Es tan brillante. Reluce. Es maravilloso, con sus manos que agarran cosas y su lengua que dice cosas. Es maravillosa la forma en que se levanta y cómo mastica su comida durante tanto tiempo, convirtiéndola en una pasta antes de tragarla. Los echaré de menos a él y a la pequeña Zoë, y sé que ellos me extrañarán. Pero no puedo permitir que el sentimentalismo empañe mi gran plan. Cuando se cumpla, Denny será libre para vivir su vida y yo regresaré a la tierra bajo una nueva forma, como hombre, y lo encontraré y le estrecharé la mano y le haré saber cuánto talento tiene, y después le guiñaré un ojo y le diré: «Enzo te manda saludos», y me volveré y me alejaré deprisa y él preguntará: «¿Te conozco?, ¿nos hemos visto antes?».
Después del baño, limpia el suelo de la cocina mientras lo miro; me da mi comida, que una vez más devoro con demasiada prisa, y me deposita frente al televisor mientras prepara la cena.
—¿Vemos un vídeo? —pregunta.
«Sí, un vídeo», respondo, pero, claro, no me oye.

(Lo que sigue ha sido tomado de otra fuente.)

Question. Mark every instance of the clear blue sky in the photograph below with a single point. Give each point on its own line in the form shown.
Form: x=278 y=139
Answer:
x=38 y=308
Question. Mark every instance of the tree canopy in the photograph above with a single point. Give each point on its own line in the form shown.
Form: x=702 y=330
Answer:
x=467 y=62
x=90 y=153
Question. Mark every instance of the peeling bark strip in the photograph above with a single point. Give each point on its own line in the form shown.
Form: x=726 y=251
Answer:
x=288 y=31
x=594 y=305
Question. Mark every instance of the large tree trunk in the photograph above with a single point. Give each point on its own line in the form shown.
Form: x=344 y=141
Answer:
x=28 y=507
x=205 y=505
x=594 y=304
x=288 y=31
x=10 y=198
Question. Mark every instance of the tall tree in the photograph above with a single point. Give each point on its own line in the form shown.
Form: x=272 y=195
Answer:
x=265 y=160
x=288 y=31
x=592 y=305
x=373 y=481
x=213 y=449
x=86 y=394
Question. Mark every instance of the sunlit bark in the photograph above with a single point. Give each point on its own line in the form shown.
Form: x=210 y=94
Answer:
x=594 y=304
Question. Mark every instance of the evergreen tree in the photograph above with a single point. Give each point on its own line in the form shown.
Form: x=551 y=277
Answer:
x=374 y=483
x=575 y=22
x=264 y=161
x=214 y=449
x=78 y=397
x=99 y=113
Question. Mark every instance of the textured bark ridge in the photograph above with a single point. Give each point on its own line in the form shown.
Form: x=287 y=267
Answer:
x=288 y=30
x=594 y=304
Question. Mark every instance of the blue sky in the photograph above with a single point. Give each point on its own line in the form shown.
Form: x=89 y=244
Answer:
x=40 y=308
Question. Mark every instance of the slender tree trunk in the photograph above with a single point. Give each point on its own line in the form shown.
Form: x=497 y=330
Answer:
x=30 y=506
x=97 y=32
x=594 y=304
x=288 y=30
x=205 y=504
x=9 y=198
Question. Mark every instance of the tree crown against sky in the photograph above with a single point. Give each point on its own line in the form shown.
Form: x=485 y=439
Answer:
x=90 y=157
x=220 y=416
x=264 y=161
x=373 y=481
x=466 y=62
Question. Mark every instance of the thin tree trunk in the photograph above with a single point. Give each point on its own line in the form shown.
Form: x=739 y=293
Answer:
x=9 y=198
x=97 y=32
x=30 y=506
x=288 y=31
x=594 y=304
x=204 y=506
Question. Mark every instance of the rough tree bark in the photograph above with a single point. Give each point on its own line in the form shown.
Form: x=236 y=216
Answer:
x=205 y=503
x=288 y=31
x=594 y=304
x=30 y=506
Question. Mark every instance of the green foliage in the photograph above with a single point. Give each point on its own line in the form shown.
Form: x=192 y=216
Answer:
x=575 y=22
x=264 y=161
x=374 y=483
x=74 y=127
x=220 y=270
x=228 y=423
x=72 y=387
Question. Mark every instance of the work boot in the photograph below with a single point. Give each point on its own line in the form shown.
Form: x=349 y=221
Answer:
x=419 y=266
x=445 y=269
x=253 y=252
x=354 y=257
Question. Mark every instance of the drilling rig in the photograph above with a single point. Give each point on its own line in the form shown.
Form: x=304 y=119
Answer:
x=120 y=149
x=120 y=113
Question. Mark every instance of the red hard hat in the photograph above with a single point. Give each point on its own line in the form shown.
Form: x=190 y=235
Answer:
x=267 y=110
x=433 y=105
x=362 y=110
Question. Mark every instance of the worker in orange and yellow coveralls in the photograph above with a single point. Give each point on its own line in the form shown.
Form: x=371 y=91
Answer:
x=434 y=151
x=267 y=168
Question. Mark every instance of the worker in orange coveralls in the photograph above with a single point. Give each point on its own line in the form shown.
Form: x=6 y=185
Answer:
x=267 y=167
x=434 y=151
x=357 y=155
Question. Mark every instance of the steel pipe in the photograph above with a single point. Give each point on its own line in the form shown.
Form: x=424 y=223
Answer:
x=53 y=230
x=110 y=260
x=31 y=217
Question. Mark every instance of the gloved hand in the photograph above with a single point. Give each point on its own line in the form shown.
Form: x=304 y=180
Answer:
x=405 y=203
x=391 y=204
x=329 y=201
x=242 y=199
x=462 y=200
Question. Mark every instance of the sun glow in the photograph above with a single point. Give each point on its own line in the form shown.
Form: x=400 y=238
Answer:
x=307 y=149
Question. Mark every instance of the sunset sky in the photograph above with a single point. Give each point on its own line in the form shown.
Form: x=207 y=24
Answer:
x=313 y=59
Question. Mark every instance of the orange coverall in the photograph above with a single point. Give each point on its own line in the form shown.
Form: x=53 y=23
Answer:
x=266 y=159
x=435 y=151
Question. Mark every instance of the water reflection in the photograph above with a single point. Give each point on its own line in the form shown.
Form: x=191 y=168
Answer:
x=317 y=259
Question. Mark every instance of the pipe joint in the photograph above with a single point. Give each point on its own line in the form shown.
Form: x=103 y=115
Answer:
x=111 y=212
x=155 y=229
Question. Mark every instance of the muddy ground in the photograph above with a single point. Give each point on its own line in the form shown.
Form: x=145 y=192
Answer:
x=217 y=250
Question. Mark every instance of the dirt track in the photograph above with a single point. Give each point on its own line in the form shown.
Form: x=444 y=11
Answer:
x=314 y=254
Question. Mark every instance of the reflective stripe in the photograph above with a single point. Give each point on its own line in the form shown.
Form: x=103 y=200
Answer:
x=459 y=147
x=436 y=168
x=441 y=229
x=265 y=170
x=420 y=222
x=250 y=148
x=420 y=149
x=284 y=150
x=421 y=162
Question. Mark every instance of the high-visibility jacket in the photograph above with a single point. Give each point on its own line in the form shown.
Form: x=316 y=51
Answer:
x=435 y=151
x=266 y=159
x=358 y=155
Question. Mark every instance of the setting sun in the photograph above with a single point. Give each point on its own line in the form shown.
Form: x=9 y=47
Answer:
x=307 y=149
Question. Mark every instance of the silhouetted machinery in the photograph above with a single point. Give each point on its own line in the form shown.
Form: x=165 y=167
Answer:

Pone un vídeo de una de sus carreras, enciende el televisor y miramos. Es uno de mis favoritos. Cuando los coches se ponen en sus puestos de salida, la pista está seca. Pero, en el momento mismo en que la bandera verde baja para indicar el comienzo de la carrera, cae una cortina de lluvia, un diluvio que lo cubre todo, y los coches que están a su alrededor pierden el control y hacen trompos, yendo a parar a los campos, mientras él los sobrepasa a todos como si no lloviera, como si fuera un mago que quitara el agua de su camino con un hechizo. Como en el Gran Premio de Europa de 1993, cuando Senna, en la salida misma, pasó a cuatro de los mejores pilotos, al volante de cuatro de los mejores coches: Schumacher, Wendlinger, Hill, Prost. Como si fuese un mago.
Denny es tan bueno como Ayrton Senna. Pero nadie se da cuenta porque tiene responsabilidades. Tiene a su hija, Zoë, y tenía a su esposa, Eve, que estuvo enferma hasta que murió; y me tiene a mí. Y vive en Seattle, aunque debería vivir en algún otro lugar. Y tiene un trabajo. Pero a veces, cuando se marcha, regresa con un trofeo y me lo muestra y me lo cuenta todo sobre sus carreras y sobre cómo brilló en la pista y dio una lección a todos los demás pilotos, en Sonoma, o en Texas, o en Ohio. Les enseñó en qué consiste conducir con tiempo lluvioso.